Pope Benedict was a man of rare mind

Pope Emeritus Benedict VI

Pope Emeritus Benedict VI

Photo credit: Filippo Monteforte | AFP

As we mourn Pope Emeritus Benedict VI, it is good to understand him as a theologian and philosopher. But that is not easy as one has to go back 200 years and trace the roots of his mind.

One has to go back to Pope Pius X to read what he taught, especially through his catechism, The Catechism of St Pius X, which is extolled in his encyclical, Acerbo nimis, of April 1905 and what he taught and accomplished during his papacy.

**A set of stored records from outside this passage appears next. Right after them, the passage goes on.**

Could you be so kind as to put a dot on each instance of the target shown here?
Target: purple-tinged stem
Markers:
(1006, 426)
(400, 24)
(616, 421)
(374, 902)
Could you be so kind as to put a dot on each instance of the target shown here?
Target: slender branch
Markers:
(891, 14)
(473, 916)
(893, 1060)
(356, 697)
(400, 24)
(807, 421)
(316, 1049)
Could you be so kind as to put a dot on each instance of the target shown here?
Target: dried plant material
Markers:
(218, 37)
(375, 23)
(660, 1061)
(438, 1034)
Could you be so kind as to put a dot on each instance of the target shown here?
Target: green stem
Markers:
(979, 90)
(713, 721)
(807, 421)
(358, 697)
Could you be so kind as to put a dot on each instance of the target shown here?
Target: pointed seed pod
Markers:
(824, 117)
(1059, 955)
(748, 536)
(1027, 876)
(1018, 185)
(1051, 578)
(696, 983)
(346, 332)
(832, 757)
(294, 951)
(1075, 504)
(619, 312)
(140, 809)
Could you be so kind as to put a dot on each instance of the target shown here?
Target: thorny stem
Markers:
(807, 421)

The events of the Second World War, the danger it had on human society, may have had a deep influence on Pope Benedict. WW2 had a deep influence on St John Paul II’s thought and teachings.

Without understanding the teachings of the Vatican Council II, and especially its dogmatic constitution Lumen Gentium, St Pius X and St John Paul II, one would have difficulties understanding Pope Benedict.

This was a man of rare mind and whose thought spanned two centuries. As many great people have been influenced by historical events of the time, so was Pope Benedict influenced by events of the past two centuries.

Pope Benedict VI, Pope John Paul II, Pope Paul VI and Pope Pius X strongly stood by the message that the church is new and old at the same time but not modern—a paradox that is not easy for some to understand.

Pope Benedict now belongs to the ages and his mind, as presented in his writings and messages, will influence many theologians for many years to come.

Paraphrasing a message from one of his homilies, we should be careful about the current winds of doctrine—such as Marxism, liberalism, libertinism, collectivism, radical individualism, atheism, vague religious mysticism and agnosticism.

While we desire many things, remember that money, buildings, political power and even books do not last; what lasts is the human soul, the human person created by God for eternity.

Some people, whose attitudes are influenced by these ideologies that are prevalent nowadays, tend to see the Catholic Church—and in particular the teachings of Pope Pius X, Pope Paul VI, Pope John Paul II and Pope Benedict VI—as they strongly taught against these trends. It would be a mistake to judge Pope Benedict using prisms like liberalism, individualism and relativism.

Great men in any society tend to be misunderstood because they are beyond what an ordinary mind sees. Pope Benedict’s simplicity and clarity of mind will guide many whose entire life centre is Jesus Christ and will hope to utter “Jesus I love You” as their last words, just like him.